Pero, por otro lado, está la subjetividad inevitable de evaluar a alguien cercano, alguien cuyo proceso y pensamiento ya conoces en cierto grado. Y además, siempre me preguntaba, quién soy yo para poner si esto esta bien o está mal??                                                                        

Lo que podría haber sido una evaluación más "fría" o neutral, como la de un texto anónimo, se convirtió en una tarea cargada de emociones y reflexiones. Me di cuenta de que la objetividad, en estos casos, es difícil de alcanzar, ya que la relación previa influye, aunque no queramos. Sin embargo, creo que esto también aportó una dimensión interesante: no solo evaluamos, sino que nos vimos obligadas a cuestionar nuestras propias perspectivas y criterios de análisis.

Me percaté de que la objetividad absoluta es prácticamente inalcanzable en estos casos, porque a fin de cuentas, la relación previa con mis compañeras colorea inevitablemente mis juicios. 

Sin embargo, esta complejidad añadió una dimensión fascinante al ejercicio: no solo evaluamos, sino que también nos veíamos obligadas a examinar y redefinir nuestros propios criterios de análisis y comprensión. 

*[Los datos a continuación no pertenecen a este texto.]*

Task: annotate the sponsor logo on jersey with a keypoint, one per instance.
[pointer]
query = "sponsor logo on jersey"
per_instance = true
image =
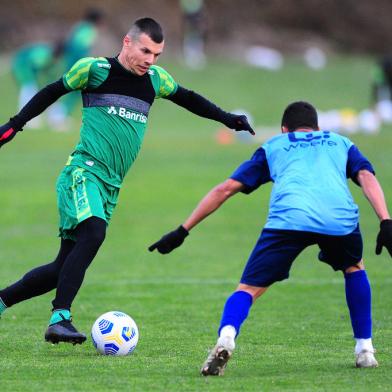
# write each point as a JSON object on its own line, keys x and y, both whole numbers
{"x": 309, "y": 140}
{"x": 124, "y": 113}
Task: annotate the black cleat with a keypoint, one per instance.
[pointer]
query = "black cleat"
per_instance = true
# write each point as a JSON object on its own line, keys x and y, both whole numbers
{"x": 64, "y": 331}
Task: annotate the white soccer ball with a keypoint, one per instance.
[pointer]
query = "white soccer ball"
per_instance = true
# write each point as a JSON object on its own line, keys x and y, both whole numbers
{"x": 115, "y": 333}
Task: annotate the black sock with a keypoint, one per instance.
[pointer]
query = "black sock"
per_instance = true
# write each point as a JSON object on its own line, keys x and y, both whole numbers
{"x": 38, "y": 281}
{"x": 90, "y": 234}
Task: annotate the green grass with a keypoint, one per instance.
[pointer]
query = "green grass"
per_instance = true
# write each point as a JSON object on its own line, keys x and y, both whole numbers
{"x": 298, "y": 336}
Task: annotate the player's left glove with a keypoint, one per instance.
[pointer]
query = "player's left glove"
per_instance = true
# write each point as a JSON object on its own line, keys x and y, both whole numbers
{"x": 384, "y": 237}
{"x": 237, "y": 122}
{"x": 170, "y": 241}
{"x": 7, "y": 133}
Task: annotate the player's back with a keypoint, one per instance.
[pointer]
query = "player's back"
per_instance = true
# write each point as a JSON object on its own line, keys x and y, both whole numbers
{"x": 310, "y": 192}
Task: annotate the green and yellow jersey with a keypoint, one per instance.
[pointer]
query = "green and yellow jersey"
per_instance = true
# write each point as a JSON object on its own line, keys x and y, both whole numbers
{"x": 116, "y": 104}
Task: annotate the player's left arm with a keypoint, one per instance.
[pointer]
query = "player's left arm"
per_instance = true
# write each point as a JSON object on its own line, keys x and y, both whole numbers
{"x": 167, "y": 87}
{"x": 210, "y": 203}
{"x": 362, "y": 173}
{"x": 201, "y": 106}
{"x": 246, "y": 178}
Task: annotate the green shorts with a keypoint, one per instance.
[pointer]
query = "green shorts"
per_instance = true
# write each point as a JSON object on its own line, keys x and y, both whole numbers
{"x": 80, "y": 195}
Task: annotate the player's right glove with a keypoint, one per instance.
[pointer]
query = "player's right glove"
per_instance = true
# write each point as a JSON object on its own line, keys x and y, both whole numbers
{"x": 384, "y": 237}
{"x": 170, "y": 241}
{"x": 7, "y": 132}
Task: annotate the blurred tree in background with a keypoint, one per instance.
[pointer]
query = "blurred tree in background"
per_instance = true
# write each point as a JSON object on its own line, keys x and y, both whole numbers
{"x": 359, "y": 26}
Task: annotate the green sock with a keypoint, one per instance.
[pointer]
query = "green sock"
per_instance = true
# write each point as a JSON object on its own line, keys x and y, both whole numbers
{"x": 2, "y": 306}
{"x": 59, "y": 315}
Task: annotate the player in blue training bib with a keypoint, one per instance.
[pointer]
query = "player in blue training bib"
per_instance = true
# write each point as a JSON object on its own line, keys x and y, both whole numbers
{"x": 310, "y": 205}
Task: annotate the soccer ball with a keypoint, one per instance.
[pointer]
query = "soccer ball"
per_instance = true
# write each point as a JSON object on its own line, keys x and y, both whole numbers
{"x": 115, "y": 333}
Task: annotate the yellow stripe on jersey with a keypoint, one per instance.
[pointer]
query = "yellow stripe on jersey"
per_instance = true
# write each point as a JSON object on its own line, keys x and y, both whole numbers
{"x": 167, "y": 85}
{"x": 77, "y": 77}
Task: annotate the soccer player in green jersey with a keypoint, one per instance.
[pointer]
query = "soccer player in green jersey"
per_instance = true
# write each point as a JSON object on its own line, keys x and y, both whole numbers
{"x": 117, "y": 94}
{"x": 29, "y": 64}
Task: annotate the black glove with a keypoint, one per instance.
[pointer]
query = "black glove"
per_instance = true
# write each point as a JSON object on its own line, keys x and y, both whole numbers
{"x": 170, "y": 241}
{"x": 237, "y": 122}
{"x": 384, "y": 237}
{"x": 7, "y": 133}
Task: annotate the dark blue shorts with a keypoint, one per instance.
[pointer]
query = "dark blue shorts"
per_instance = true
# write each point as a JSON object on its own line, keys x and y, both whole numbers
{"x": 275, "y": 251}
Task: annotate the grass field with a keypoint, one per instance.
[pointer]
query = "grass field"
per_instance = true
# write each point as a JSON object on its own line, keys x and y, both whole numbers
{"x": 298, "y": 336}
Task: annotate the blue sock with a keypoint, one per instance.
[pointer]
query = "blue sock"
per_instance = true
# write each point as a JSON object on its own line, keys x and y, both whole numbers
{"x": 60, "y": 315}
{"x": 236, "y": 310}
{"x": 358, "y": 296}
{"x": 2, "y": 306}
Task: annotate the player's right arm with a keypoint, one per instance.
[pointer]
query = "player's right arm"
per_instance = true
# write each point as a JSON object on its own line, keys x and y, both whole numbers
{"x": 360, "y": 170}
{"x": 77, "y": 78}
{"x": 374, "y": 193}
{"x": 33, "y": 108}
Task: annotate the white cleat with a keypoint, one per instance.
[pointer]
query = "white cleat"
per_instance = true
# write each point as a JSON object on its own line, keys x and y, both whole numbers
{"x": 218, "y": 357}
{"x": 366, "y": 359}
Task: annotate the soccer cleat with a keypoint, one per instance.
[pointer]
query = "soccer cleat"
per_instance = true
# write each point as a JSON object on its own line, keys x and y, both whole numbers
{"x": 218, "y": 357}
{"x": 64, "y": 331}
{"x": 365, "y": 359}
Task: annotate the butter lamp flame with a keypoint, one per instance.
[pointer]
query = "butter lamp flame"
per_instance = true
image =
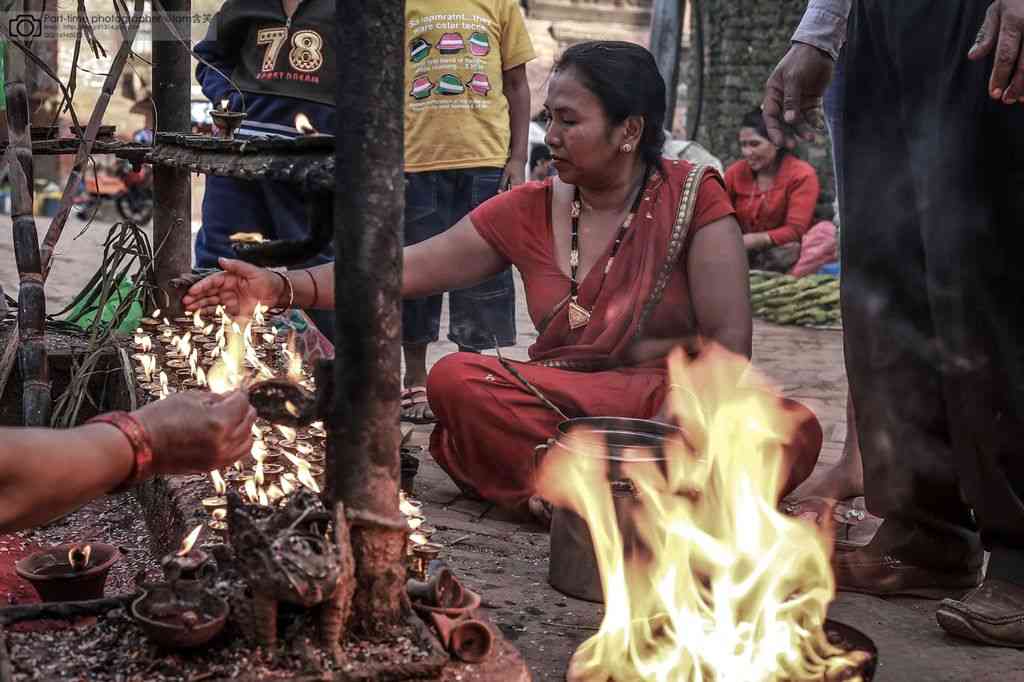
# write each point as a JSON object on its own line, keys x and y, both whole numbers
{"x": 189, "y": 541}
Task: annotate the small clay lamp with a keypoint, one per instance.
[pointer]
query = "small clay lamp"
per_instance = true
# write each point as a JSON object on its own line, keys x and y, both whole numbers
{"x": 183, "y": 611}
{"x": 227, "y": 121}
{"x": 69, "y": 572}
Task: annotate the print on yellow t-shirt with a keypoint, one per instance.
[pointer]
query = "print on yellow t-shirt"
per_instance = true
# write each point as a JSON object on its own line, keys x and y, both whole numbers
{"x": 456, "y": 112}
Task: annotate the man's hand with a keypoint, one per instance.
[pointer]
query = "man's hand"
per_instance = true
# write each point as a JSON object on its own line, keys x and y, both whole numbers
{"x": 793, "y": 94}
{"x": 239, "y": 288}
{"x": 513, "y": 174}
{"x": 1003, "y": 31}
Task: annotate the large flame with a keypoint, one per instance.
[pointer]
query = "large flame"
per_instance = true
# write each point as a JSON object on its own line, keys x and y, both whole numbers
{"x": 228, "y": 372}
{"x": 704, "y": 580}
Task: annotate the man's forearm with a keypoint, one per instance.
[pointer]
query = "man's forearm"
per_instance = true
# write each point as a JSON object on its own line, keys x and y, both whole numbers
{"x": 823, "y": 26}
{"x": 518, "y": 96}
{"x": 307, "y": 295}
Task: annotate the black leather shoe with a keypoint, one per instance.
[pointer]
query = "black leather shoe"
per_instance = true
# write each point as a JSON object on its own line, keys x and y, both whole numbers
{"x": 993, "y": 613}
{"x": 867, "y": 571}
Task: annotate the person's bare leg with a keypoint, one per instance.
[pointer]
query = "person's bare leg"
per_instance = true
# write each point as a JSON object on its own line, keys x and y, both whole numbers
{"x": 416, "y": 407}
{"x": 846, "y": 478}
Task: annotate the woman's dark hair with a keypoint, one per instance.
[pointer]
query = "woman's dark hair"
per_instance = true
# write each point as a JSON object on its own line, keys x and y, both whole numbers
{"x": 625, "y": 78}
{"x": 754, "y": 119}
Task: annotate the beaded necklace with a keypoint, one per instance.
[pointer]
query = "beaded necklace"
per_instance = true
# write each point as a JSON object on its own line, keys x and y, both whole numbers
{"x": 579, "y": 315}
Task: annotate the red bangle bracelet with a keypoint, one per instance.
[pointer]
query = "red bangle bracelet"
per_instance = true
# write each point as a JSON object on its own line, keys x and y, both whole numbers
{"x": 140, "y": 445}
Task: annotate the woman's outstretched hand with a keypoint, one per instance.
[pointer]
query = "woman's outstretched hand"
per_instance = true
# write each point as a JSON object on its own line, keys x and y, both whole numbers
{"x": 196, "y": 432}
{"x": 239, "y": 288}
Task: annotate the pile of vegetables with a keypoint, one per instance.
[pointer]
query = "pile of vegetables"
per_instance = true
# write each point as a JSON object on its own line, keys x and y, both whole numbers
{"x": 808, "y": 301}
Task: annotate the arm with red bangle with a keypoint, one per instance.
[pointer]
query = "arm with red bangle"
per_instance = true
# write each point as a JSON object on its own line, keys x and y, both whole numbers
{"x": 45, "y": 473}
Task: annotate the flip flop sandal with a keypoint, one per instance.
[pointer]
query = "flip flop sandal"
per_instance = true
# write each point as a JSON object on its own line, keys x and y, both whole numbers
{"x": 412, "y": 399}
{"x": 541, "y": 510}
{"x": 843, "y": 522}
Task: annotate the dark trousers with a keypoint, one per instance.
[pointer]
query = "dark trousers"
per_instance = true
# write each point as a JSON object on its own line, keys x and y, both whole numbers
{"x": 479, "y": 314}
{"x": 274, "y": 209}
{"x": 933, "y": 200}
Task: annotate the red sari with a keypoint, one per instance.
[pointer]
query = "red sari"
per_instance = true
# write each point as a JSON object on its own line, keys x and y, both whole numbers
{"x": 488, "y": 424}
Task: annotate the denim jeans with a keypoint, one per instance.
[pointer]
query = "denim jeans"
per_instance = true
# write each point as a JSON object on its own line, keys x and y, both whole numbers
{"x": 434, "y": 202}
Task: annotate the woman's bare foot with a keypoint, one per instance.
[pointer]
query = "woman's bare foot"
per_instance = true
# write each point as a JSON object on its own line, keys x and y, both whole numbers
{"x": 844, "y": 480}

Haciendo anotaciones en sus escritos, también me di cuenta como profundizar los míos, recordaba partes en las que quizás podría haber sido mas critica o analitica, me permitió ampliar mi propia visión.

A pesar de las dificultades que surgieron, encontré una experiencia muy enriquecedora. Leer los blogs de mis compañeras fue una oportunidad única para descubrir cómo cada una de ellas abordó las mismas clases desde puntos de vista diferentes al mío.

Algunas llegaron a conclusiones que nunca se me habrían ocurrido. Este intercambio de perspectivas nos mostró que el análisis y la reflexión no son caminos lineales, sino mil rutas llenas de ramificaciones y descubrimientos, que cuando uno lee y relee lo que escribe siempre va a encontrar lugares donde profundizar o mejorar.

Esta experiencia de evaluar el trabajo de mis compañeras me llevó a una reflexión más amplia sobre la naturaleza de juzgar el esfuerzo y la creatividad de otros. Evaluar a una persona —especialmente a alguien cercano— es un acto que va más allá de la simple aplicación de criterios objetivos; nos enfrenta a nuestras propias limitaciones, prejuicios y empatías. En cierto sentido, juzgar el trabajo de otra persona nos obliga también a juzgarnos a nosotros mismos, porque cada observación y crítica que formulamos lleva implícita una parte de nuestra perspectiva y de lo que consideramos valioso.

Así, el acto de evaluar se convierte en un espejo que refleja no solo el trabajo de la otra persona, sino también nuestras propias inseguridades, aspiraciones y valores. Quizás, al final, la evaluación no sea un proceso destinado a calificar al otro, sino una invitación a expandir nuestra comprensión y a reconocernos en los pensamientos y esfuerzos ajenos.